Among Blankenship’s targets has been the top Republican in the Senate, Majority Leader Mitch McConnell. In one ad, he calls McConnell “Cocaine Mitch,” a spurious charge based on a report that cocaine had been found on a ship belonging to a shipping company owned by the family of McConnell’s Chinese-American wife, Transportation Secretary Elaine Chao.

Although McConnell and his wife own stock in the shipping company, there is no evidence either of them or their families members had any connection with the cocaine shipment.

Until Blankenship began rising in the polls, Jenkins and Morrisey had mostly turned their fire on each other. The question now is whether either one of them will be able to defeat Blankenship and preserve Republican hopes in November.

West Virginia does not have primary runoffs, so whichever candidate wins a plurality Tuesday will get the nomination.

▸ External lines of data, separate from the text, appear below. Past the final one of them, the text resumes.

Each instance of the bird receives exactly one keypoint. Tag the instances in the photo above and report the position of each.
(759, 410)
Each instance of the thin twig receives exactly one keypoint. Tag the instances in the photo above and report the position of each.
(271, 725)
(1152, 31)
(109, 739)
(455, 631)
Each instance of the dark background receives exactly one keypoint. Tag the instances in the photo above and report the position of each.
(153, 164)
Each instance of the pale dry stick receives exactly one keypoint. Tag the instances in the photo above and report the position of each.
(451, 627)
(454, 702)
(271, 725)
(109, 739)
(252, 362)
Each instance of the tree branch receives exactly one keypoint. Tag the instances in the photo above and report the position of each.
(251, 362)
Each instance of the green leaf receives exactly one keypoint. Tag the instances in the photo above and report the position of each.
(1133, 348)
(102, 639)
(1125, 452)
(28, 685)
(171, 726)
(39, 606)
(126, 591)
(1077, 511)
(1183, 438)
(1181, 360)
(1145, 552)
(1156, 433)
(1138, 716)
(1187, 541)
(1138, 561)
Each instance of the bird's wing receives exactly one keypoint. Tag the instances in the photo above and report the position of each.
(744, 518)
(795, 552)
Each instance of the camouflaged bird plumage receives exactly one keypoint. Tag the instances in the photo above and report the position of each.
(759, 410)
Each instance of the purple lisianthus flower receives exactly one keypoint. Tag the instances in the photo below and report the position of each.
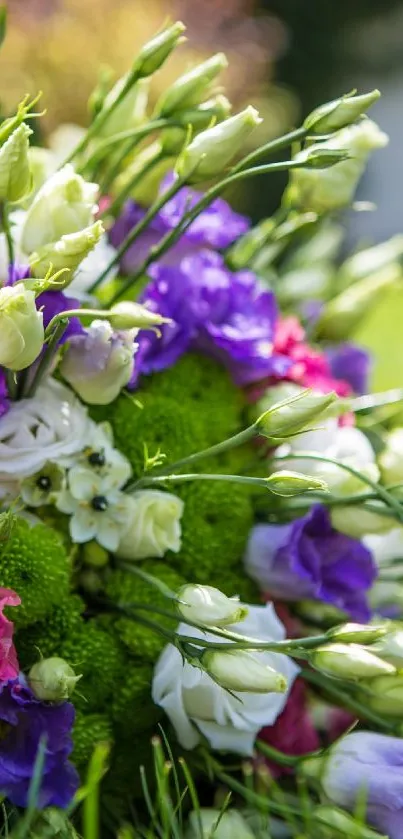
(352, 364)
(227, 315)
(28, 721)
(216, 227)
(364, 766)
(309, 559)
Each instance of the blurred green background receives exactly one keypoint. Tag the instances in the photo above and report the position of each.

U.S. Senator Joe Manchin of West Virginia

Manchin, 70, is seeking a second full term in the Senate. Despite being a former two-term governor and serving in statewide office since 2001, Manchin is considered among the most vulnerable Democratic senators in the 2018 cycle because of the size of Trump’s win in 2016.

Jenkins, 57, was elected to represent the state’s 3rd District in 2014 after toppling then-U.S. Rep. Nick Rahall, a Democratic titan who had served 19 terms in Congress.

Morrisey, 50, was first elected attorney general in 2012, the first Republican to hold that post in nearly 70 years. A native of New Jersey who ran for Congress from that state in 2000, Morrisey moved in 2006 to Jefferson County, a county in the West Virginia panhandle which is part of the Washington, D.C. metropolitan area.

Also on the primary ballot are races in the the 3rd District, which takes in the lower third of the state. Seven Republicans, including four current or former state House members, are vying for the nomination to succeed Jenkins, with House Majority Whip Carol Miller of Crab Orchard establishing a strong fundraising advantage.

The likely Democratic nominee is populist State Senator Richard Ojeda, an Iraq war veteran who may be the best hope Democrats have for winning a House seat in the Mountaineer State in 2018.